# White stuff normal on bulbs?



## Pureza

I've never tried live plants in my aquarium before. Recently I bought some bulbs to put in my tank. A few of them are now sprouting, but they have this white, mold looking stuff on them. Is this normal? If it isn't normal, will it hurt my fish if I put it in the tank with the plants?


----------



## trenac

Welcome, Pureza  

I not sure what you may have on the bulbs, can you take a pic? Did these bulbs come from Petco?


----------



## Pureza

I tried to take a picture, but they wouldn't come out at all. When I pull the bulb from the water, the white color disappears and leaves a slime type coat. When the bulb is in the water, it looks like a fuzzy, cottony mass. The bulbs came from Wal-Mart.


----------



## yager_ps

I had a similar experience... Don't really know the reason though. I just figured that the bulb is organic and some begins to rot. If its sprouted, I wouldn't worry about the white fuzz.

My drift wood did the same thing (I did everything wrong to prepare the wood)


----------



## trenac

It does sound like a type of mold, maybe a algae. I really not sure what to tell you, except to try to wipe it off to see if that helps.

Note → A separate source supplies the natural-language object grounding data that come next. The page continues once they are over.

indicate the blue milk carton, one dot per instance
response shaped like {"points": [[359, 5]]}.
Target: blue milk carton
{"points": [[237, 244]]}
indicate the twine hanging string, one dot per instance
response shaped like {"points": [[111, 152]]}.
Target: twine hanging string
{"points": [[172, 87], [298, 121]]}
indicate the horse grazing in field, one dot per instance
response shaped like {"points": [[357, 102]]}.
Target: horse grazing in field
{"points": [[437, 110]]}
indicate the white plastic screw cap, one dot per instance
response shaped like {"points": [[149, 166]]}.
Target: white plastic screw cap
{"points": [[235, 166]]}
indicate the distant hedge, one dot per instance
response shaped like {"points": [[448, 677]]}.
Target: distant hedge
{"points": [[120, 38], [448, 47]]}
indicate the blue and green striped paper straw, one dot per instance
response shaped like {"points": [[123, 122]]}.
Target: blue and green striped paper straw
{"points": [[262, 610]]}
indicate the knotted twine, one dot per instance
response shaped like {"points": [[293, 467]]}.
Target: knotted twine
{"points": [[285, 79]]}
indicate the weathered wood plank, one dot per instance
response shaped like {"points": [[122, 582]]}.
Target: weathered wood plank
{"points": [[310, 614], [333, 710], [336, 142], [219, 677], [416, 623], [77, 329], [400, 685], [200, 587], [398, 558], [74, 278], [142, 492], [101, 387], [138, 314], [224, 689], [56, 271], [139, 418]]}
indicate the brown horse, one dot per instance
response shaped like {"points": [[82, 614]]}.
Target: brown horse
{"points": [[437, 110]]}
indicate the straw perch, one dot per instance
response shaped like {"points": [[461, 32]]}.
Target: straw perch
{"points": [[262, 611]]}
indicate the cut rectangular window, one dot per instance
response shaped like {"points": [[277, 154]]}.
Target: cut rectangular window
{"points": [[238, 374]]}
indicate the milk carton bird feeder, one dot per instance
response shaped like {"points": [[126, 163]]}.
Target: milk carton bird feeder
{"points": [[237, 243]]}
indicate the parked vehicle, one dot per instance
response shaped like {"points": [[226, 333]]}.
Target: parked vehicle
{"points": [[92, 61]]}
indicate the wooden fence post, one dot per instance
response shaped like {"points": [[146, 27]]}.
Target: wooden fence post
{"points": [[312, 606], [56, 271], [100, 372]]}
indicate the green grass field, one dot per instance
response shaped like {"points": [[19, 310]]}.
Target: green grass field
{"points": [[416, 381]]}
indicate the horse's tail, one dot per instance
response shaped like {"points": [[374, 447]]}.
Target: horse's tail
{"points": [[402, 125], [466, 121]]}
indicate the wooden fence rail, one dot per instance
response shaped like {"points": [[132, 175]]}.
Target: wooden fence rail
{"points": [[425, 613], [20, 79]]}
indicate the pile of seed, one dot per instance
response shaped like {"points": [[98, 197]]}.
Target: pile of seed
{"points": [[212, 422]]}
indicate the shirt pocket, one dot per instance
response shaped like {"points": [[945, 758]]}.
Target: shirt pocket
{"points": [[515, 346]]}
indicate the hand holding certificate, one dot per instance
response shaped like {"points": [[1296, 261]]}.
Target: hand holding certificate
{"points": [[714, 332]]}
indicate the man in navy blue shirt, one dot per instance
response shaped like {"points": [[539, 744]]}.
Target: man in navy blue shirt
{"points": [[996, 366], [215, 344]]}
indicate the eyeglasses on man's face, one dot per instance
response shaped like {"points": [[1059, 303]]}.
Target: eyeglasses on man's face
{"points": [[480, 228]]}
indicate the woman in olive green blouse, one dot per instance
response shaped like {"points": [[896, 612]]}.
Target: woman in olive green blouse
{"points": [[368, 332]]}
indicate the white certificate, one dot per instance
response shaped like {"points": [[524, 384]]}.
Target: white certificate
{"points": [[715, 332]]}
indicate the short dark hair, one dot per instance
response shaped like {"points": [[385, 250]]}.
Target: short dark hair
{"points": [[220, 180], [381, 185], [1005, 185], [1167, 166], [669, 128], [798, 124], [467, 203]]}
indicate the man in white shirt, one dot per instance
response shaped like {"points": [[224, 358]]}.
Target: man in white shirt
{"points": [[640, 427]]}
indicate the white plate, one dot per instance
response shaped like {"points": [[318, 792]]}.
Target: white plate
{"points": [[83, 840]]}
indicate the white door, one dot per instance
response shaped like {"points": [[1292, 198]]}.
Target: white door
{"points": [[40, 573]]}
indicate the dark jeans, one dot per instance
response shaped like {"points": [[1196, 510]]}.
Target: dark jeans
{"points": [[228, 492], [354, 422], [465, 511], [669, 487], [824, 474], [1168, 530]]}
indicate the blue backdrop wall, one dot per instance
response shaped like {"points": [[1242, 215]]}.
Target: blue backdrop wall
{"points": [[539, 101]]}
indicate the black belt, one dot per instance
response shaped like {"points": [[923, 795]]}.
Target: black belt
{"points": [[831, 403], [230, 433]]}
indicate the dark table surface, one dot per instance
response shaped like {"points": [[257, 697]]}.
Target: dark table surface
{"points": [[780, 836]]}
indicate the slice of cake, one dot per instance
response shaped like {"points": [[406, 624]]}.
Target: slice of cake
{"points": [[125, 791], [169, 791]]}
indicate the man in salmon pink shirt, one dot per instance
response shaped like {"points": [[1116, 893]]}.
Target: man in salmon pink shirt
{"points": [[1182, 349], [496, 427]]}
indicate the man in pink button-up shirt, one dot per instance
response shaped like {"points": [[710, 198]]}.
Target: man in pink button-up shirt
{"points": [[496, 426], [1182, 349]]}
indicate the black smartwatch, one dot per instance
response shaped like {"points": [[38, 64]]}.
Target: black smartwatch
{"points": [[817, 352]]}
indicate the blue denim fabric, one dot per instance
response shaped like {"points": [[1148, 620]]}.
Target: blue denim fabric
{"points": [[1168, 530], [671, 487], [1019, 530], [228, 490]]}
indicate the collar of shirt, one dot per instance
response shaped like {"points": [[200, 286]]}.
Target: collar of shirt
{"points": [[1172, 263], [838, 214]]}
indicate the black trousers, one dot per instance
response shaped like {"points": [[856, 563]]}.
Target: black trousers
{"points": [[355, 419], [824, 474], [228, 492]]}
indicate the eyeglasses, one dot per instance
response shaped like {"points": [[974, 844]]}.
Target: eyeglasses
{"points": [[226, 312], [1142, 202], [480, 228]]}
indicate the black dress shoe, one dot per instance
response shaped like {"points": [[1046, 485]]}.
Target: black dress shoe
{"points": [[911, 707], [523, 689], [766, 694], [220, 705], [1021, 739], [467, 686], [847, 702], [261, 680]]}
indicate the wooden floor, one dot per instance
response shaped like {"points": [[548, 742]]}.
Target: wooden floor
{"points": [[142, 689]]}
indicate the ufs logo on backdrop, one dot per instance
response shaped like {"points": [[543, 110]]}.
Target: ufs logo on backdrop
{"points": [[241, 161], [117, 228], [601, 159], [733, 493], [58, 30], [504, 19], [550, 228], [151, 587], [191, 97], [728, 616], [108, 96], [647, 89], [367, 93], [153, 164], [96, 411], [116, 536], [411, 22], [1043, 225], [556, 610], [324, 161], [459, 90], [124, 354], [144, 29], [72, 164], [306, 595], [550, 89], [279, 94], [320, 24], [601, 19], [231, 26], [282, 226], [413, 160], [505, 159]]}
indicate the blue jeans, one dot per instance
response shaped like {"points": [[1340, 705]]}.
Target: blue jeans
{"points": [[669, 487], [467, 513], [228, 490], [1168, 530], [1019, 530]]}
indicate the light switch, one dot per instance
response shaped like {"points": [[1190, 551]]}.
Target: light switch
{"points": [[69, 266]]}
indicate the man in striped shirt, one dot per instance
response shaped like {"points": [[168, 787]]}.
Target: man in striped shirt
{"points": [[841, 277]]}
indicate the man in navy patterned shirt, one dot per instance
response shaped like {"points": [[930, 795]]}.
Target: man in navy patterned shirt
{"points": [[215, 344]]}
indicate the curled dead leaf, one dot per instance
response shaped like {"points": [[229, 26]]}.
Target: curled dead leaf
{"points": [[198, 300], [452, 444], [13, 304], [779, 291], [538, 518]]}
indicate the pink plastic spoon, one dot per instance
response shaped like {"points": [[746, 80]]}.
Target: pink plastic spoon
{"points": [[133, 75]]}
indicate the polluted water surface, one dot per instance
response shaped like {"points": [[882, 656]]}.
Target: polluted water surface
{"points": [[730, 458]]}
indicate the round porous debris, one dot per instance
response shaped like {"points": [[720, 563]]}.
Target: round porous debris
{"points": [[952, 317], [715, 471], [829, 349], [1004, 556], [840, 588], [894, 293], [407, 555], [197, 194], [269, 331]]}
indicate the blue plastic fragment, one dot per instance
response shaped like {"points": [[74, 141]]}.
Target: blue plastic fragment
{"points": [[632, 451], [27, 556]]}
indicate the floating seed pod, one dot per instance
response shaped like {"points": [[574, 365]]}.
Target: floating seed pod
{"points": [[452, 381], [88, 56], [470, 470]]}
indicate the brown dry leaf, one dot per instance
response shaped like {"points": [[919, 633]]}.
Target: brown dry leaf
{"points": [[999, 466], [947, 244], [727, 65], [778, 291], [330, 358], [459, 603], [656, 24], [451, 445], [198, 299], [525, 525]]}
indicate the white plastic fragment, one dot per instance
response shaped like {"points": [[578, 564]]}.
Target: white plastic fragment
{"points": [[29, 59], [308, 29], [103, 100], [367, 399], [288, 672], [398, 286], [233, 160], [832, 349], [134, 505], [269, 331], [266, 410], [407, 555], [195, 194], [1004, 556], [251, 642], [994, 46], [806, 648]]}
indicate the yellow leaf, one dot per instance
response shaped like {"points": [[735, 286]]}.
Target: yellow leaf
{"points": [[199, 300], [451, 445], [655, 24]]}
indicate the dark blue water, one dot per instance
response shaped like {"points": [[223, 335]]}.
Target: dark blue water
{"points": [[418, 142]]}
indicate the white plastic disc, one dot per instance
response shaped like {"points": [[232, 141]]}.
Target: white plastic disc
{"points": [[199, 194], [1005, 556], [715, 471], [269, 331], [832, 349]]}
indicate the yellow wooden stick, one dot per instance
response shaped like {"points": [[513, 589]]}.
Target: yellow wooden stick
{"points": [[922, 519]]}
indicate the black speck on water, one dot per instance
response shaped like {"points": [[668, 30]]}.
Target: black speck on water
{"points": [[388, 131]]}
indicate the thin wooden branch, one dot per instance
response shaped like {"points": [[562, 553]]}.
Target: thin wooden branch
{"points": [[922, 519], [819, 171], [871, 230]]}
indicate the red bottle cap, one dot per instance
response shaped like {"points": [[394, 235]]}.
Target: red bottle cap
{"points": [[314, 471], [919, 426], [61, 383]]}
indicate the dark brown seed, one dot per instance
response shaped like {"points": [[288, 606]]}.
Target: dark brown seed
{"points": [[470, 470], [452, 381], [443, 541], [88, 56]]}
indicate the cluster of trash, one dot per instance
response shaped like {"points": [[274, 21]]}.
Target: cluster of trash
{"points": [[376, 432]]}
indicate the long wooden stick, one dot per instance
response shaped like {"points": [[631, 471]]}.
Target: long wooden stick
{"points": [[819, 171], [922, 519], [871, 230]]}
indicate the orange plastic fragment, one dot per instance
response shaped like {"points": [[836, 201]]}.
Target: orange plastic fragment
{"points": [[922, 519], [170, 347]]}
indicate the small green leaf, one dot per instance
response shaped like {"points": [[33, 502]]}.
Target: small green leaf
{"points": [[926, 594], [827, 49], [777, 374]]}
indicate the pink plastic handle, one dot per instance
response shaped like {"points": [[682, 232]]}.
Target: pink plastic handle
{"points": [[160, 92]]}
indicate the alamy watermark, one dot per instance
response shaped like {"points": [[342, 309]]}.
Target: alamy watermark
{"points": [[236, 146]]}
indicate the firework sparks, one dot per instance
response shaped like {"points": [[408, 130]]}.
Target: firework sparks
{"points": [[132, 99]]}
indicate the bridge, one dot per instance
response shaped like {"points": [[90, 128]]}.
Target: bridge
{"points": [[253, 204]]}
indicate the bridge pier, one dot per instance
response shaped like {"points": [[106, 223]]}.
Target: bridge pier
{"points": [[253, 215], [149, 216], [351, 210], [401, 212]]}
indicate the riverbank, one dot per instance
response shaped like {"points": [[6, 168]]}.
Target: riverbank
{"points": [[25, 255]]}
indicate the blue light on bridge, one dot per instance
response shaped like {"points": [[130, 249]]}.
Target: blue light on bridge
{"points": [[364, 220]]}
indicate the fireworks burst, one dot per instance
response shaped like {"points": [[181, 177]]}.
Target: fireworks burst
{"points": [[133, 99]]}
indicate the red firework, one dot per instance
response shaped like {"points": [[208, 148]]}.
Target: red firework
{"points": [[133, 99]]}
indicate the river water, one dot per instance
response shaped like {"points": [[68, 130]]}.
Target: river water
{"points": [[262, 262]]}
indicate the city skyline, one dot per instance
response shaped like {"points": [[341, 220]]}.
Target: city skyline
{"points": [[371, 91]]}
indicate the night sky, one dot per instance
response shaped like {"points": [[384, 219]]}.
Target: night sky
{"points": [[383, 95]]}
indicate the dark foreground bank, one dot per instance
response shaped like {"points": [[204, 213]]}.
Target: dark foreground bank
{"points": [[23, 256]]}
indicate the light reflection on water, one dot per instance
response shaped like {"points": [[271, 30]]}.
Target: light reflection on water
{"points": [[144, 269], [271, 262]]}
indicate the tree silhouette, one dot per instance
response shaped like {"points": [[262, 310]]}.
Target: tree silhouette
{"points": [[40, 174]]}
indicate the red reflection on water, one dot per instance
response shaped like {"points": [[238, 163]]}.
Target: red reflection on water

Make sure the bulbs are submersible.

_Do you have them planted or just floating?_


----------



## Robert Hudson

It is mold most likely, and eventually the bulb will begin to rot. If the bulb is still firm and hard, hold the bulb under running cold water and gently scrub it with something like a nylon pad or toothbrush. Leave the bulb above the gravel and let the roots form from the bulb into the gravel, or only bury the bottom portion of the bulb in the gravel, enough to keep the plant upright. If the bulb is soft or squishey at all, it is a lost cause. If after a few weeks roots never develop from the bulb, then most likely you do not have bright enough light, even if the plant is still growing. The plant is growing from nutrients stored in the bulb, but once that is depleted if roots have not formed it can not draw nutrients.


----------